Step S611 determines whether there are any additional macroblocks in the current frame that need to be processed. In the event that there are such macroblocks, processing returns to step S601, whereafter the foregoing is repeated. On the other hand, if there are no remaining macroblocks in the current frame, the processing in Figure 6 ends. Returning to Figure 5, the next step in the process is step S505. Step S505 determines whether there are additional frames of decoded video to be processed. In the event that there are additional frames of video in the current video sequence, processing returns to step S501, where the foregoing is repeated for those additional frames. On the other hand, if there are no additional frames, processing ends.
As noted above, although the invention has been described in the context of a stand-alone digital television, it can be used with any digital video device. Thus, for example, if the invention is used in a settop box, the processing shown in Figures 5 and 6 generally will be performed in that box's processor and/or equivalent hardware designed to perform the necessary calculations. The same is true for a personal computer, video-conferencing equipment, or the like. Finally it noted that the process steps shown in Figures 5 and 6 need not necessarily be executed in the exact order shown, and that the order shown is merely one
way for the invention to operate. Thus, other orders of execution are permissible, so long as the functionality of the invention is substantially maintained.

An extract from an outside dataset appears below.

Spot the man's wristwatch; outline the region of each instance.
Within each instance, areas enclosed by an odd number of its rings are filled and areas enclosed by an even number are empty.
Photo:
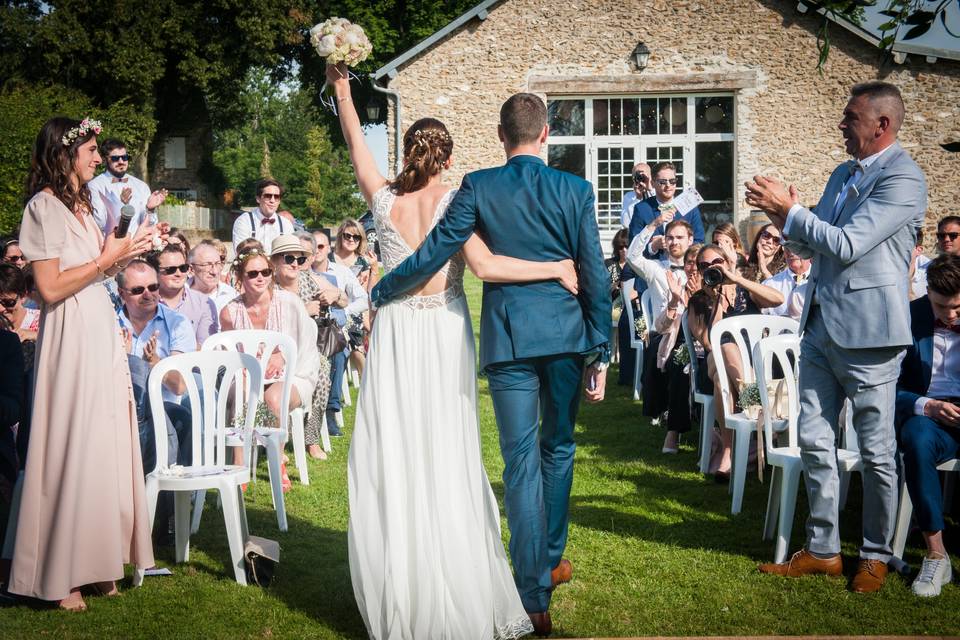
[[[594,362],[591,367],[596,367],[597,371],[606,371],[610,366],[609,362]]]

The present invention has been described with respect to a particular illustrative embodiment. It is to be understood that the invention is not limited to the above-described embodiment and modifications thereto, and that various changes and modifications may be made by those of ordinary skill in the art without departing from the scope of the appended claims.
In the Claims, any reference signs placed between parentheses shall not be construed as limiting the Claim. The word "comprising" does not exclude the presence of elements or steps other than those listed in a Claim. The word "a" or "an" preceding an element does not exclude the presence of a plurality of such elements, and by means of a suitably programmed computer. In the device Claim enumerating several means, several of these means can be embodied by one and the same item of hardware.